Flamenco’s roots can be found in gatherings around the campfire at night. With their guitars, drums, and castañets, gypsies would spontaneously break into a juerga, an impromptu outburst of guitarra (guitar playing), cante (song), and baile (dance), rhythmically snapping their fingers (pitos), clapping (palmas), and stamping their feet (zapateados). Over the years this evolved into a dance form with its own songs and traditions, including the women’s costumes of long, flared skirts and fringed shawls that accentuate every twirl. 

Between 1765 and 1860, the first Flamenco schools were formed in Cadiz, Jerez de la Frontera, and the Triana sector of Sevilla. The Golden Age of Flamenco (1869-1910) saw a flourishing of cafés cantantes (music cafés) where nightly performances saw dancers perfecting the different forms of Flamenco for enthusiastic audiences. The more serious songs and dances expressing cante jondo (deep feelings and emotion) date from this era.

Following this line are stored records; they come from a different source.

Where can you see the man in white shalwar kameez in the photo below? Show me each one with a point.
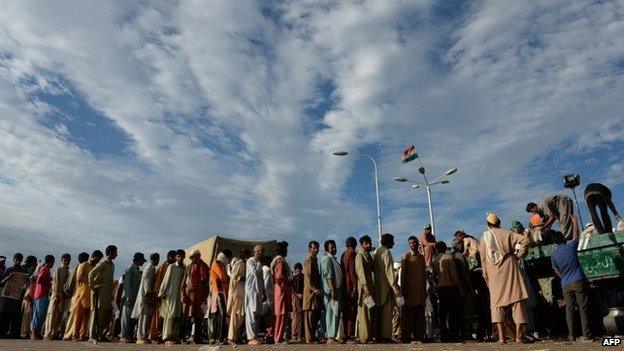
(170, 294)
(143, 307)
(254, 294)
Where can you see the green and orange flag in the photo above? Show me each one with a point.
(409, 154)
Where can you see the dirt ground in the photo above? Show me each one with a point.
(27, 345)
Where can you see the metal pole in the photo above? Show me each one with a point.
(430, 209)
(377, 196)
(578, 209)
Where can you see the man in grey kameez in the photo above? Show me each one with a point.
(144, 306)
(254, 294)
(556, 207)
(131, 279)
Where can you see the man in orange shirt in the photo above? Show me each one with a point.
(219, 284)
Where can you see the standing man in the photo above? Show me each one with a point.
(70, 289)
(500, 250)
(297, 313)
(58, 303)
(282, 292)
(196, 292)
(144, 305)
(573, 282)
(350, 298)
(254, 294)
(236, 297)
(41, 298)
(331, 273)
(132, 280)
(81, 301)
(427, 243)
(10, 309)
(312, 295)
(219, 284)
(364, 267)
(170, 293)
(598, 195)
(386, 289)
(157, 320)
(101, 284)
(448, 290)
(556, 207)
(413, 285)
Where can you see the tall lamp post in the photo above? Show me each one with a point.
(345, 153)
(428, 185)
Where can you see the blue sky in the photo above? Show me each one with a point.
(154, 126)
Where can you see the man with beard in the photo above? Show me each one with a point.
(196, 292)
(386, 289)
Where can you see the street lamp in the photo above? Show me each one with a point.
(345, 153)
(428, 185)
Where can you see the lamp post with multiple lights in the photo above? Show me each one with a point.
(345, 153)
(428, 185)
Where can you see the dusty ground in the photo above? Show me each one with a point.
(27, 345)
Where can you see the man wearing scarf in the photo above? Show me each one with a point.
(500, 251)
(413, 285)
(196, 292)
(332, 290)
(283, 296)
(219, 284)
(144, 306)
(364, 267)
(312, 295)
(236, 297)
(157, 320)
(254, 294)
(58, 303)
(349, 308)
(170, 293)
(386, 289)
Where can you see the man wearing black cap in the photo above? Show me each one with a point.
(132, 281)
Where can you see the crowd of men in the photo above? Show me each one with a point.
(360, 296)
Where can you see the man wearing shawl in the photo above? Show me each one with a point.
(413, 285)
(70, 289)
(170, 293)
(331, 274)
(219, 285)
(132, 280)
(236, 297)
(157, 320)
(283, 296)
(58, 303)
(254, 294)
(364, 267)
(297, 313)
(196, 292)
(427, 244)
(500, 250)
(101, 284)
(81, 301)
(386, 289)
(144, 306)
(312, 295)
(349, 308)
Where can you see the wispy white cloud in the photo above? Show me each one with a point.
(215, 100)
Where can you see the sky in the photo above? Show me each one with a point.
(155, 125)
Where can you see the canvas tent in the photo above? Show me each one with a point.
(211, 246)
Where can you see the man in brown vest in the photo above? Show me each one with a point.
(312, 296)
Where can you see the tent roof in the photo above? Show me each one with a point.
(209, 247)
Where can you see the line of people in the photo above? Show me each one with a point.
(360, 297)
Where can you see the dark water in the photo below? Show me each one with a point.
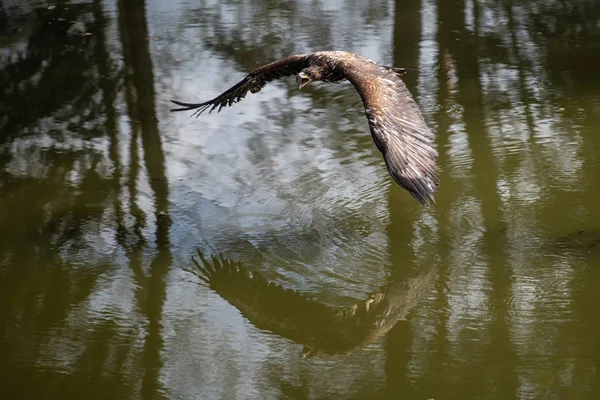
(334, 282)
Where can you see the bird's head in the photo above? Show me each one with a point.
(306, 76)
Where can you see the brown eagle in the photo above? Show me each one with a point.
(395, 121)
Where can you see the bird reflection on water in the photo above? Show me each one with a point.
(322, 329)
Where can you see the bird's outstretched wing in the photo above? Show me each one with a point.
(253, 82)
(397, 127)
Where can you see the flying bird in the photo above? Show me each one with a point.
(394, 118)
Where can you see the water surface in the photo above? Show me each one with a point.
(333, 282)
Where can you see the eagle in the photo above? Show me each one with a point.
(395, 121)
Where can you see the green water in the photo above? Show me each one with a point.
(334, 282)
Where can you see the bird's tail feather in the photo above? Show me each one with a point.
(186, 106)
(201, 107)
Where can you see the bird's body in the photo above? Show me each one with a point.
(395, 121)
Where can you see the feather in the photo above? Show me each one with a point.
(395, 121)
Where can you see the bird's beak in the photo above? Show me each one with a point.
(302, 80)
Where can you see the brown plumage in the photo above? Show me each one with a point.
(395, 121)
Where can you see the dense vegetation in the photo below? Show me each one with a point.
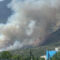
(8, 56)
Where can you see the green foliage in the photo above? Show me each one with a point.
(5, 55)
(56, 56)
(16, 57)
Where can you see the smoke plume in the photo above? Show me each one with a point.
(30, 23)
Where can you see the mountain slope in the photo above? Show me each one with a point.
(54, 38)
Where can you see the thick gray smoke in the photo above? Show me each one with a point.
(30, 23)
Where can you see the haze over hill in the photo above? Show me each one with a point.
(30, 23)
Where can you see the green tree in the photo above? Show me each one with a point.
(56, 56)
(5, 55)
(16, 57)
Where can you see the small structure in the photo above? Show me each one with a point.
(44, 56)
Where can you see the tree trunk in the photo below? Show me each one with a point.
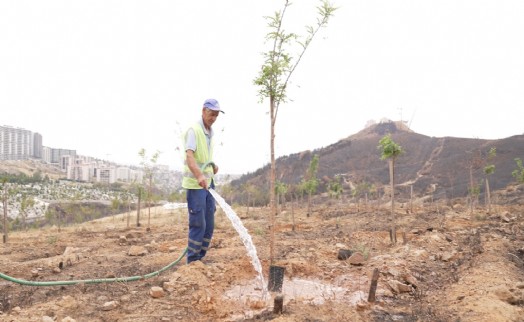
(411, 199)
(308, 204)
(128, 213)
(149, 201)
(272, 176)
(4, 203)
(488, 196)
(392, 181)
(138, 208)
(471, 190)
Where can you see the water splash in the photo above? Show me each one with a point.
(244, 236)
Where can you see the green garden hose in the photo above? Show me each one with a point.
(93, 281)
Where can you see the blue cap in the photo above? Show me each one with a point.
(212, 104)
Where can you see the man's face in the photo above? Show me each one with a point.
(209, 116)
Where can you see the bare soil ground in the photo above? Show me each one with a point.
(448, 265)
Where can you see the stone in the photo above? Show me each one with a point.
(156, 292)
(108, 306)
(398, 287)
(137, 251)
(68, 319)
(356, 259)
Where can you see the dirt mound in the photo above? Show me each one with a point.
(448, 265)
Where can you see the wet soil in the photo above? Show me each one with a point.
(449, 264)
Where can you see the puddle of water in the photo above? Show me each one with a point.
(246, 239)
(306, 291)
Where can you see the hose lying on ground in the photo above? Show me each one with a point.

Dancers, guitar players, and singers featured in these cafés cantantes became internationally famous.

Gypsies and their art form suffered during the Spanish Civil War, and were one of the persecuted minorities during the Second World War. It wasn’t until the 1905s that a sort of Flamenco Renaissance was able to take shape. Outstanding dancers and soloists soon made their way out of the small tablaos, successors to the early cafés cantantes, to the great theatres and concert houses. 

Famed guitarist Paco de Lucia
Although mass media has brought Flamenco to the world stage, it has always been and will always remain an intimate kind of music. The relationship between dancer and guitarist makes Flamenco unique as a dance form. Contrary to most dance forms, it is the guitarist who follows the dancer’s prompts. Duende, the baring of one’s soul in all its frank emotion, is another crucial element of Flamenco. Passion, longing, and a deep pride are the feelings most frequently expressed through these dances and songs.

Modern Flamenco is a highly technical dance style requiring years of study. The emphasis for both male and female performers is on lightning-fast footwork performed with absolute precision. The dancers often use props such as castanets, shawls and fans.

Flamenco is currently enjoying an unprecedented popularity around the globe, with professional touring companies spreading the art form to every continent, and schools and studios in major cities worldwide. Students from all over the world travel to study with the best dancers and teachers in Sevilla, still the homeland of Flamenco.